Months later, I learned that “Hillary sold weapons to ISIS” was a piece of fake news that circulated widely on Facebook before the election. Plausibly, the young Egyptian guy was more likely than I was to see it, based on the demographics targeted for that particular falsehood.
LikeWar: The Weaponization of Social Media, by Peter W. Singer and Emerson T. Brooking (Houghton Mifflin Harcourt), is a new book that puts my little encounter into a grim, global perspective. It’s about a type of conflict that’s distinct from cyberwar; instead of networks being hacked, human minds get barraged with mendacity and manipulation. The combatants include governments, terrorist groups, criminal enterprises and potentially anyone with Internet access. The battlefield is one that’s designed to be personal: our social media feeds.
I recommend this book as a useful overview of this troubling new phenomenon. The conflicts are deadly serious. Singer and Brooking recount how ISIS rose to power in substantial part through its capacity to recruit and intimidate via social media. They describe how Chicago street gangs mark territory on Facebook and follow up with shootings in real life, and how the struggle between Israelis and Palestinians hinges on hashtags intertwined with bloodshed.

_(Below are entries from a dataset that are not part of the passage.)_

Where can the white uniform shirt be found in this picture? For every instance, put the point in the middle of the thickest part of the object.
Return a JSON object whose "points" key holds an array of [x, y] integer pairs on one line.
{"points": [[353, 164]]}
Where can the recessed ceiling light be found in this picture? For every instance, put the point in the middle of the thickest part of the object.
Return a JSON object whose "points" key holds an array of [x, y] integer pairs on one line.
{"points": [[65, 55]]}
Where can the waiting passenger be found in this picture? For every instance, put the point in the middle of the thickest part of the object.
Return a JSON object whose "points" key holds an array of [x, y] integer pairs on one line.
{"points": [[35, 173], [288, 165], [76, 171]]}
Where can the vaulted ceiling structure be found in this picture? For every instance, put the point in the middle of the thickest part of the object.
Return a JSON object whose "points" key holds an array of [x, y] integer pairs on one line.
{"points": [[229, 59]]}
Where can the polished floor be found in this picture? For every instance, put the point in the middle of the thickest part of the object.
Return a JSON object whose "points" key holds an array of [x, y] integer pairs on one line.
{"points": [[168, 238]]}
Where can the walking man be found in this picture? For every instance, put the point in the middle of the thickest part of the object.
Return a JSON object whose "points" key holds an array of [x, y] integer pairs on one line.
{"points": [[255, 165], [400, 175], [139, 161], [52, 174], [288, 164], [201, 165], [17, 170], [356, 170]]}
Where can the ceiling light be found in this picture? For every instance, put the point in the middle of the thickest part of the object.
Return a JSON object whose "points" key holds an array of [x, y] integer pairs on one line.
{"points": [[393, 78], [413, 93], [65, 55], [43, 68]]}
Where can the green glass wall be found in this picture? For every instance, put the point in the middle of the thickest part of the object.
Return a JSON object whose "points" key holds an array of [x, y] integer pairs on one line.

Singer’s a strategist at the think tank New America, an editor at Popular Science and author of several previous books. Brooking is a research fellow at the Council on Foreign Relations. Singer’s 2015 techno-thriller with August Cole, Ghost Fleet: A Novel of the Next World War, caused a stir with its depiction of a war in which China and Russia team up against the United States and rapidly gain the upper hand. Planners in the Pentagon and in foreign military headquarters reportedly paid close attention to Ghost Fleet’s imaginings of near-future weapons and tactics. The book also was a lot of fun, with plot lines such as whether a Chinese-American woman scientist can get a U.S. Navy railgun operational in time to deliver a surprise to the Chinese fleet.
LikeWar isn’t as much fun, partly because it’s not fiction and partly because the prospects for the good guys to make a comeback are taking a long time to emerge. Near the end, Singer and Brooking write: “Too often, efforts to battle back against online dangers emanating from actors at home and abroad have been stymied by elements within the U.S. government. Indeed, at the time we write this in 2018, the Trump White House has not held a single cabinet-level meeting on how to address the challenges outlined in this book, while its State Department refused to increase efforts to counter online terrorist propaganda and Russian disinformation, even as Congress allocated nearly $80 million for the purpose.”
For my part, I think all that will change, as a fuller picture is revealed about what happened in 2016. There will be hell to pay. I haven’t seen that grocery truck driver since Election Night. I wonder if he knows that he was duped. If he shows up in my driveway again, I have a gift for him: one review copy of LikeWar.